Perhaps it's not surprising, then, that the Knicks' recent uptick in fortunes has come thanks in large part to contributions from players who might be more accustomed to handling the sort of uncertainty that comes with not knowing if you're going to have an NBA job tomorrow.


Behind contributions from the likes of rookie D-League call-up Langston Galloway and well-traveled frontcourt short-timers Lou Amundson and Lance Thomas — along with, of course, Anthony's return from the knee injury that's still expected to require surgical repair and a soft run of competition — the Knicks have looked significantly better, more capably running the triangle while sprinkling in more spread-pick-and-roll play, and working more determinedly on the defensive end. They've outscored their opponents by just under three points per 100 possessions over the last seven games, a top-10 mark in the league during that span, largely by moving the ball better and doing a significantly better job of preventing opponents from jacking 3s with impunity, as Joe Flynn notes at Knicks blog Posting and Toasting.
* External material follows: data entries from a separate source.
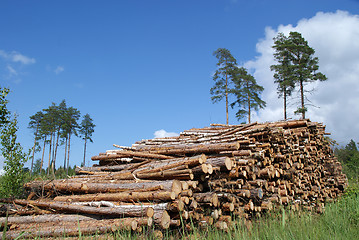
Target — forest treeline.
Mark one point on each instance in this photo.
(52, 127)
(55, 126)
(295, 66)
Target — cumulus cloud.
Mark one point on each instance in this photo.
(335, 38)
(16, 57)
(59, 69)
(11, 70)
(162, 133)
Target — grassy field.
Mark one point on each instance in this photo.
(339, 221)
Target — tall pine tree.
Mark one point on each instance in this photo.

But just because the Knicks have looked more like an actual NBA team with several lightly regarded players working hard, that doesn't mean that higher-profile talent will necessarily flock to the World's Most Famous Arena to try to tailor their games to New York's style. More from Araton:


[...] the feeling on the N.B.A. grapevine is that force-feeding the triangle to players who struggled to grasp its numerous options and who didn’t have enough job security to be invested in the process was akin to demanding that one-and-done college players take advanced calculus.

As much as Jackson has argued that the triangle is just an organizational means of executing basic basketball, providing a foundation of order to empower the players, he conceded that leaguewide perceptions of the system as too complex could create a compromised reality in relation to free agent recruiting.

“Of course it’s a concern of mine, the perception that it’s too difficult to learn or too difficult for today’s players to embrace,” he said. “But I think anyone that believes he’s a total basketball player is going to want to do it. [...] We’re not going to punch all the right buttons in the process of doing this. But we’re looking for multiple talents, drive, intelligence, guys that will play defense. We hope to develop a team, and there are a lot of agents out there looking to find a good spot for their players.”

Jackson's job come this summer will be to land one of those "total basketball players" at the top of the 2015 NBA draft, and then to make judicious use of the roughly $30 million in salary cap space New York's likely to have to spend on "multiple talents." For what it's worth, Jackson demurred on the idea of going big-game hunting this summer — he "called that thinking part of a quick-fix mentality that had been the Knicks’ undoing in most of the years since their last championship team [...] in 1973," according to Araton.


If he misses in the draft and throws good money after bad on the open market, then we'll see more of the same sad story at MSG; if he can stick to the blueprint and hit a home run with a rookie, fortunes might change for the better. For now, yes, Jackson's experiment is an unquestioned failure. It could only take a couple of well-chosen elements, though, to catalyze a drastic change.